While debugging an interesting NFSv3 problem last week, I came across the following information in one of my snoop captures:
snoop -d hme0 host netapp1
yappy -> netapp1 NFS C WRITE3 FH=94EC at 0 for 824 (ASYNC) netapp1 -> yappy NFS R WRITE3 OK 824 (FSYNC) yappy -> nfsfly1 NFS C WRITE3 FH=30D9 at 0 for 285 (ASYNC) netapp1 -> yappy NFS R WRITE3 OK 285 (FSYNC) yappy -> nfsfly1 NFS C WRITE3 FH=36C6 at 0 for 231 (ASYNC) netapp1 -> yappy NFS R WRITE3 OK 231 (FSYNC)

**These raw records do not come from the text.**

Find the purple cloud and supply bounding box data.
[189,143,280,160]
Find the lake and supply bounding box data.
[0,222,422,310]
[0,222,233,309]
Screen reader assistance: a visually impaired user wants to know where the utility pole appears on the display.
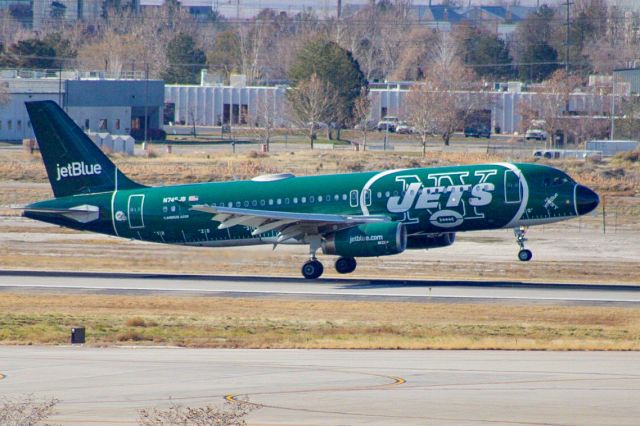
[609,70,616,140]
[562,0,573,75]
[144,62,149,148]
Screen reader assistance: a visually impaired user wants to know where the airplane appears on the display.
[22,101,599,279]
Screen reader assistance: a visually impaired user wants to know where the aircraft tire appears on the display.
[518,249,533,262]
[335,257,358,274]
[302,260,324,280]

Prior to reviewing the snoop capture, I didn’t know that NFSv3 supported asynchronous I/O. While reading through various pieces of information, I came across the following nugget of information:
“NFS Version 3 introduces the concept of “safe asynchronous writes.” A Version 3 client can specify that the server is allowed to reply before it has saved the requested data to disk, permitting the server to gather small NFS write operations into a single efficient disk write operation. A Version 3 client can also specify that the data must be written to disk before the server replies, just like a Version 2 write. The client specifies the type of write by setting the stable_how field in the arguments of each write operation to UNSTABLE to request a safe asynchronous write, and FILE_SYNC for an NFS Version 2 style write.”

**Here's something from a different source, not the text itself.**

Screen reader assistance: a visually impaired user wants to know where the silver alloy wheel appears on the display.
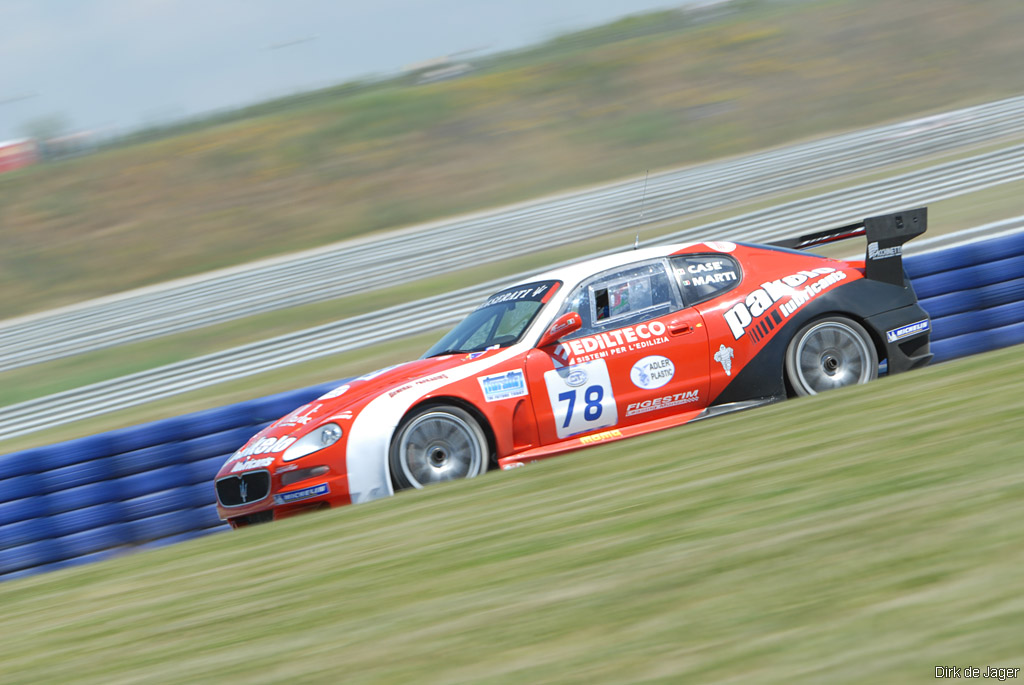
[785,316,879,395]
[391,406,489,489]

This explained why we were seeeing what we were seeing (more on that later), and is one of those things to keep in the back of your mind. One interesting tidbit to note. The Solaris snoop command displays the string “ASYNC” for an asynchronous write procedure, but RFC 1813 uses the term “UNSTABLE” to reference asynchronous I/O procedures. It’s a small nit, but the term mismatch can lead to some confusion if your using the RFCs verbatim to interpret the output of snoop “-vv”.